Composé à partir du motif des nuages, le dernier album du contrebassiste Mauro Gargano confinerait presque au traité philosophique ou à la leçon de choses. Rien que ses deux premiers titres, « Che cosa sono le nuvole » et « Nuvole » (qui évoquent immanquablement le titre récent et sobre de son compatriote Ludovico Einaudi, « Nuvole bianche ») ressemblent à des transcriptions musicales d’un livre de Bachelard. Dans « L’Air et les songes », le philosophe parle d’ailleurs de « la puissance formelle de l’amorphe que l’on sent en action dans la « rêverie des nuages» . Plus loin, Bachelard évoque Supervielle qui disait savoir « ce qui se passe derrière l’immobilité » lorsqu’il contemplait « le lent mouvement des nuages ». Autant de phrases poétiques qui semblent faites pour décrire l’impression produite par « Nuages », album où les sonorités cotonneuses et ouatées se déploient avec grâce et semblent lever le voile sur l’activité de ces mystérieuses entités condensées. Le quartet transalpin composé, outre le compositeur-contrebassiste, de Matteo Pastorino à la clarinette, du grand Giovanni Ceccarelli au piano et de Patrick Goraguer à la batterie, livre plusieurs compositions en apesanteur qui font immédiatement image. Ce jazz cool contemplatif fait entendre avec une infinie délicatesse le contrepoint entre le statisme et le mouvement infinitésimal des nuages en tirant partie des sensibilités sonores de chaque instrument.

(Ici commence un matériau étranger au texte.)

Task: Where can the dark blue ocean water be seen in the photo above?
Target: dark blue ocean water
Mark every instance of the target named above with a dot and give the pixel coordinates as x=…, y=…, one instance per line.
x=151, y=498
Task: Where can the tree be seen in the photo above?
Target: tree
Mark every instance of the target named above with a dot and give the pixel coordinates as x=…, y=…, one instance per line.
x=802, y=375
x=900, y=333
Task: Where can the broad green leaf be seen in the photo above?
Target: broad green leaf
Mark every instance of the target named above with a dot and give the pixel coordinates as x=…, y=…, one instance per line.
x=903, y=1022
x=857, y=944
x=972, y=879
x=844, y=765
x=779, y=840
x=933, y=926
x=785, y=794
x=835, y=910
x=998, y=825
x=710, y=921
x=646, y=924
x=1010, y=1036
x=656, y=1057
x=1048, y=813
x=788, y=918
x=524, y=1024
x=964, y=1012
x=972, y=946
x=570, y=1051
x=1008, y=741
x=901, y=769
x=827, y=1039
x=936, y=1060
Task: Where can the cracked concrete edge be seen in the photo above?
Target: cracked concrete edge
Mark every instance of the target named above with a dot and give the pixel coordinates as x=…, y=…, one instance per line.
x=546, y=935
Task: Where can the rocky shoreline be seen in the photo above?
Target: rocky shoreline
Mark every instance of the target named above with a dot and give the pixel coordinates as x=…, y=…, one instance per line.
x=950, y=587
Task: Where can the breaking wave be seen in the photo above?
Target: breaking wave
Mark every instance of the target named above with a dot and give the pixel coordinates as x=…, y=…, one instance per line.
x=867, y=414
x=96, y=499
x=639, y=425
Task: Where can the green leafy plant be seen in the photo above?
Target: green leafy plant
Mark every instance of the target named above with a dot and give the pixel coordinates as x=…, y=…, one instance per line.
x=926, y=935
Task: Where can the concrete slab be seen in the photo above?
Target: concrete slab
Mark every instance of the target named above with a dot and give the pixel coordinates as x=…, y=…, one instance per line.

Pour composer cette rêverie atmosphérique, Mauro Gargano s’est nourri d’un faisceau d’influences très variées, de la musique de Nino Rota et d’Ennio Morricone desquels il a hérité un certain sens de l’ampleur narrative et une nostalgie entraînante, à Django Reinhardt dont il revisite de manière conceptuelle, aventureuse et comme à froid, le morceau bien connu « Nuages », en passant par le jazz de Duke Ellington, John Coltrane, Jan Garbarek, Keith Jarrett. Ce jazz d’emblée classique, sans afféteries sonores, presque transcendantal dans la façon dont il semble transposer de manière sonore l’essence du nuage, doit en effet beaucoup au génial improvisateur du Köln Concert. Le minimalisme, la musique baroque napolitaine, le folklore musical des Pouilles, région natale de Mauro Gargano, viennent compléter le kaléidoscope musical de références de cet album protéiforme, qui compte aussi quelques morceaux post-bop trépidants tels Danza della serra, sorte de fièvre du samedi soir qui commence langoureusement à la clarinette et au piano pour s’emballer ensuite dans un duo endiablé de batterie et de contrebasse.

Mais la source première d’inspiration de « Nuages » est la figure tutélaire de Pier Paolo Pasolini qui accompagne Gargano depuis qu’en 1982, alors enfant, il découvrit le film « Capriccio all’Italiana » (1968). Un des épisodes écrit et mis en scène par Pasolini l’a durablement marqué, « Che cosa sono le Nuvole ? » (Que sont les nuages ?), qui donne son titre à la composition la plus énigmatique de l’album. Porté par des acteurs comiques (Toto), cet opus pasolinien est bercé par la chanson de Domenico Modugno dont les paroles n’ont cessé d’intriguer le compositeur : « E tutto il mio folle amore le soffia il cielo… » (« Et tout mon amour fou est soufflé par le vent »). L’épilogue énigmatique qui conclut l’épisode en laissant la parole aux héros de Shakespeare, Iago et Othello, qui, en contemplant les nuages et en s’interrogeant sur eux sont saisis par la révélation foudroyante de la beauté du monde, a sans doute aussi été la matrice littéraire et cinématographique de cet album méditatif et comme suspendu.  « L’isola d’Arturo », référence au roman d’Elsa Morante, beau morceau d’équilibriste où chaque instrument semble évoluer avec aisance sur une ligne de crête, est encore une preuve que « Nuages » se place sous le patronage vivifiant de la littérature italienne.

Pour en revenir à Pasolini, l’inspirateur principal de « Nuages » et peut-être, pour une part, de la vocation artistique de Gargano il est d’ailleurs le dédicataire d’une des plus belles compositions de l’album, sobrement intitulée « Pasolini ». Un morceau douloureux et inspiré éclatant dans un free jazz débridé comme pour restituer le destin grandiose, mouvementé et la fin funeste et énigmatique du poète-cinéaste. Peut-être l’auteur des « Sonnets » parvient-il à entendre « par-delà les nuages », pour reprendre le beau titre du film d’Antonioni, ce jazz inspiré et transcendant, représentant délicat et novateur de l’héritage artistique (italien et mondial) éclectique qu’il convoque.